Indeed, and canonicalization formed the bulk of the discussion after  
Matthew's very nice presentation on both mechanisms.  We reached no  
conclusions, but the strong sense of the (relatively small) group in  
the room was that some canonical form was necessary whichever signing  
technology is used.

This may be a different question for the checksum, whose goal is more  
specific to the transport layer.  A reminder that the FITS Checksum is  
an ASCII-encoded variation of the 1's complement TCP/IP checksum.  A  
1's complement checksum can be embedded in a packet because it is  
computable and can be used to force each packet's checksum to zero  
(well, negative zero).  It protects an explicit stream of bytes, not a  
hierarchy of XML objects.

> Can all parties agree never to use any XML tools that reformat the
> elements in ways that are content idempotent but bitwise different?
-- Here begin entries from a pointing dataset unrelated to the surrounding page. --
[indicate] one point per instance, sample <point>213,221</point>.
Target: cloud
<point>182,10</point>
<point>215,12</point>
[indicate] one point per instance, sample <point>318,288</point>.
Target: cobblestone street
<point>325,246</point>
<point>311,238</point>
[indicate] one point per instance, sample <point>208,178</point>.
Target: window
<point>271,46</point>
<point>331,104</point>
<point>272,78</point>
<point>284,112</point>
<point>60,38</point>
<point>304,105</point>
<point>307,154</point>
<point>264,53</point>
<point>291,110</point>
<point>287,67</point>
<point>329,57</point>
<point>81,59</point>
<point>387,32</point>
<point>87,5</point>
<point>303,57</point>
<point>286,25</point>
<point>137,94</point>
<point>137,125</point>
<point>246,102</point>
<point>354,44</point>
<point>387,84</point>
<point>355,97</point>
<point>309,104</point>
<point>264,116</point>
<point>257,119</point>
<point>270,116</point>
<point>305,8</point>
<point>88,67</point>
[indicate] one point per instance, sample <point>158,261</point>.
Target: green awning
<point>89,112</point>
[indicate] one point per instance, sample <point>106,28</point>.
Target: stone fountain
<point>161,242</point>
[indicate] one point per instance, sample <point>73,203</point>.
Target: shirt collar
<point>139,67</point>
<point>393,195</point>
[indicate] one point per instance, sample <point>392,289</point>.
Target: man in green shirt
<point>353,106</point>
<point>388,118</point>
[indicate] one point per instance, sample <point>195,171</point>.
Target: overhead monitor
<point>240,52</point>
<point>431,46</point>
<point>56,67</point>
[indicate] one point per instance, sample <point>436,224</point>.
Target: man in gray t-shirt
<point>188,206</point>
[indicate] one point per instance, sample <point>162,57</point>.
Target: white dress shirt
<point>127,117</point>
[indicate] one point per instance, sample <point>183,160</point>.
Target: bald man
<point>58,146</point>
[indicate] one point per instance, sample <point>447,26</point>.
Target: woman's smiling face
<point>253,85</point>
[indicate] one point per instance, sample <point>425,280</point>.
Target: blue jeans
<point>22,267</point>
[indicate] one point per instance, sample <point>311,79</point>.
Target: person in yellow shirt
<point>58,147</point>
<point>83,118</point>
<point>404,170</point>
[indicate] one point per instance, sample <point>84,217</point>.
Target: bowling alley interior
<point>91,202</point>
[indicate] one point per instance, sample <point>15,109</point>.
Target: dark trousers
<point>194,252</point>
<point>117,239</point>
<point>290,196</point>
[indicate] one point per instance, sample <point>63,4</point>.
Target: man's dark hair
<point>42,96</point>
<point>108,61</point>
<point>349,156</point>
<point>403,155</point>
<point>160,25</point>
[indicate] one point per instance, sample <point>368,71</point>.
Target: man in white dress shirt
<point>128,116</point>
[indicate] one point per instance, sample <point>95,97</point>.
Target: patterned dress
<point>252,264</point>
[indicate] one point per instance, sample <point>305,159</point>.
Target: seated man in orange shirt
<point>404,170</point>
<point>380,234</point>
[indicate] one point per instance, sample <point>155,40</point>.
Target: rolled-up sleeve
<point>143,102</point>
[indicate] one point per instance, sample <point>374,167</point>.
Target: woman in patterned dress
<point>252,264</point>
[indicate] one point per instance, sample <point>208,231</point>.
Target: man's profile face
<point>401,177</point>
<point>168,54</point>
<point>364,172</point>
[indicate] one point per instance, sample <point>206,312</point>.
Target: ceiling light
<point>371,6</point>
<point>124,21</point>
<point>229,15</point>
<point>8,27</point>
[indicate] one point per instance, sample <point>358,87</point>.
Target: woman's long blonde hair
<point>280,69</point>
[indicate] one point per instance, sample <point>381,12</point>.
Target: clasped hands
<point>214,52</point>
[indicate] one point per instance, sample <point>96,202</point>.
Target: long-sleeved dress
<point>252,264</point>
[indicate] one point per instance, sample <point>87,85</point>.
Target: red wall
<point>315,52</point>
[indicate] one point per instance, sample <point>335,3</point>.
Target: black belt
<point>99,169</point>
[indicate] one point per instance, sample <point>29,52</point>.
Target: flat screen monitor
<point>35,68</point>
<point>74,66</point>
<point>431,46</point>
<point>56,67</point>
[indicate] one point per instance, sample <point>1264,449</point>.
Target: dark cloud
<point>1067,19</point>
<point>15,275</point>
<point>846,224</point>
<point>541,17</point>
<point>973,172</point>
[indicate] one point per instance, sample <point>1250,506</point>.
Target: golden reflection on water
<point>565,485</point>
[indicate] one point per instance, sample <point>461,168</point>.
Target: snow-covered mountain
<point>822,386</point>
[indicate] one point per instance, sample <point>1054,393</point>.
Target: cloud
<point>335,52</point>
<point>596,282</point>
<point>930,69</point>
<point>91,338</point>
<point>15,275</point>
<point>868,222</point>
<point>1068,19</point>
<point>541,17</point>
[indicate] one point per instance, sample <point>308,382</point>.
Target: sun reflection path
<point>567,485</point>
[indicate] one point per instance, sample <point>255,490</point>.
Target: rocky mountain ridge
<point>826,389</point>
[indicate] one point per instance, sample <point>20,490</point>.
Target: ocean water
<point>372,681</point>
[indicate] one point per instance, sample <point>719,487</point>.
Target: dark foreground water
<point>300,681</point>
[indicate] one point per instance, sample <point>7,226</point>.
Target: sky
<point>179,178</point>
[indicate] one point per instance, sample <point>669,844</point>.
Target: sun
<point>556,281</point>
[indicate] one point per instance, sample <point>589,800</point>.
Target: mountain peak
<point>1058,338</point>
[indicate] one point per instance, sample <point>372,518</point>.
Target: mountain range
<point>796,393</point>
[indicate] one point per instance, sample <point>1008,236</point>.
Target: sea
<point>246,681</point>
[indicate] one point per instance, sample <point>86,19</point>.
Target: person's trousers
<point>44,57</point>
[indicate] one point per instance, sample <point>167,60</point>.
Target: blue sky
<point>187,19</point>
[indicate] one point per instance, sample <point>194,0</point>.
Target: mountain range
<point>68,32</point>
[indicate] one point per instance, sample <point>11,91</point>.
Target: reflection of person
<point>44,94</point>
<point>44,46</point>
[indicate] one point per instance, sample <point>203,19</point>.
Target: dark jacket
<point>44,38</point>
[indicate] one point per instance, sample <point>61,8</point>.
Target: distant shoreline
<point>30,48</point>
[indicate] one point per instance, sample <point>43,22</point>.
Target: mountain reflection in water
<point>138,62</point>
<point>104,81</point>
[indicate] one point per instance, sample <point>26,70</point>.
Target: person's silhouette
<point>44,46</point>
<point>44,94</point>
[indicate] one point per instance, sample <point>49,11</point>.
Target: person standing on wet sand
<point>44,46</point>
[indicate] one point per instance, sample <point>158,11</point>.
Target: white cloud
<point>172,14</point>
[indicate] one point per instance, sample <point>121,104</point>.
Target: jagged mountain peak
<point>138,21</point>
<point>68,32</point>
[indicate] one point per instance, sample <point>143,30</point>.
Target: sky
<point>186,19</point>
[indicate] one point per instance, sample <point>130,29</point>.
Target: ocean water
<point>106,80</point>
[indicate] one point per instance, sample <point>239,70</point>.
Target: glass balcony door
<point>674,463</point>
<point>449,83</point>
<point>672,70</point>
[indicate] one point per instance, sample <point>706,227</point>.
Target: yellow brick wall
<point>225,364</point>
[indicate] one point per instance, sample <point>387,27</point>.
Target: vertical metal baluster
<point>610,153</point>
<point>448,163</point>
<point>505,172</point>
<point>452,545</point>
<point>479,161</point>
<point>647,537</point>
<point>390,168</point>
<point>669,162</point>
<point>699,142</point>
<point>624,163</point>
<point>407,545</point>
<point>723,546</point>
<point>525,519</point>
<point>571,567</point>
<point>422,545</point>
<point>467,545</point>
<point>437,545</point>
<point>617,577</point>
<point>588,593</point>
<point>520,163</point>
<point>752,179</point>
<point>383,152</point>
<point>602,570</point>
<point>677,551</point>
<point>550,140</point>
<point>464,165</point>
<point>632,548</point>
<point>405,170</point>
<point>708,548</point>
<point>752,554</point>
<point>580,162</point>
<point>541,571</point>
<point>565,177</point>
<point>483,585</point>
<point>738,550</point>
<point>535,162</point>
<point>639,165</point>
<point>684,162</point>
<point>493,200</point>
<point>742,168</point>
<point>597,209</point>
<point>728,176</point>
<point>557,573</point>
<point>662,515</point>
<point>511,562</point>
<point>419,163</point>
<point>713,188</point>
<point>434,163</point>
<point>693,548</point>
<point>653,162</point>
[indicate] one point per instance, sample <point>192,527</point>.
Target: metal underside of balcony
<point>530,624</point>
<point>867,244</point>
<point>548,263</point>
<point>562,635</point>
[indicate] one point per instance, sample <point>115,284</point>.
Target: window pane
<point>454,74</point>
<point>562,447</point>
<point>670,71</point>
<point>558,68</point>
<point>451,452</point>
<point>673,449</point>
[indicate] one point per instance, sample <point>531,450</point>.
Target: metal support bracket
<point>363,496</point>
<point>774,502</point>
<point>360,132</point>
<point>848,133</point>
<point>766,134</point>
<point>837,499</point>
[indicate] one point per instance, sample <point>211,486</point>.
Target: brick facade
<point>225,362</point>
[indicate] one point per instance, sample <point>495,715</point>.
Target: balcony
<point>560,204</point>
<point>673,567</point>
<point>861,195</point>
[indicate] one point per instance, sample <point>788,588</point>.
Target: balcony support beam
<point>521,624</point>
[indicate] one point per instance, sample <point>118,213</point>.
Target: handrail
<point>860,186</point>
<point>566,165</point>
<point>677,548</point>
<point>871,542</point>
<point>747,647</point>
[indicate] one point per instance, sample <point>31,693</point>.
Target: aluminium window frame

Nope.  In a first-things-first way of looking at the problem, I think  
you have won this initial round even though you weren't in  
attendance :-)

> Are there tools that make that sort of guarantee?

As you already demonstrated, the W3C signature.  Is there some reason,  
however, that PGP can't be used to sign a canonical XML packet?  What  
are the strengths and weaknesses of that notion?

VOEvent remains transport neutral.  That being the case, there is  
nothing to keep a particular project from using any such transport  
level signing technology they want.  Our goal is to discover  
interoperability requirements, however.  One of these appears to be  
that our packets be canonicalizable.  (Is that a word?)  It seems  
likely that another requirement is that there be a single IVOA-wide  
signing scheme - certainly for VOEvent packets crossing project  
boundaries.  We'll be lucky enough to get folks to code to a single  
signing technology, let alone two such.

A solution responsive to these requirements might have a project using  
one signing technology internally, and have a boundary broker that  
translates (an interesting notion in its own right) incoming and  
outgoing signatures.  Revealing the requirements early will permit  
keeping such baroque solutions to a minimum.

VOEvent is an expression of content, not an expression of bytes.  This  
seems like a broader statement applicable to all XML within the VO.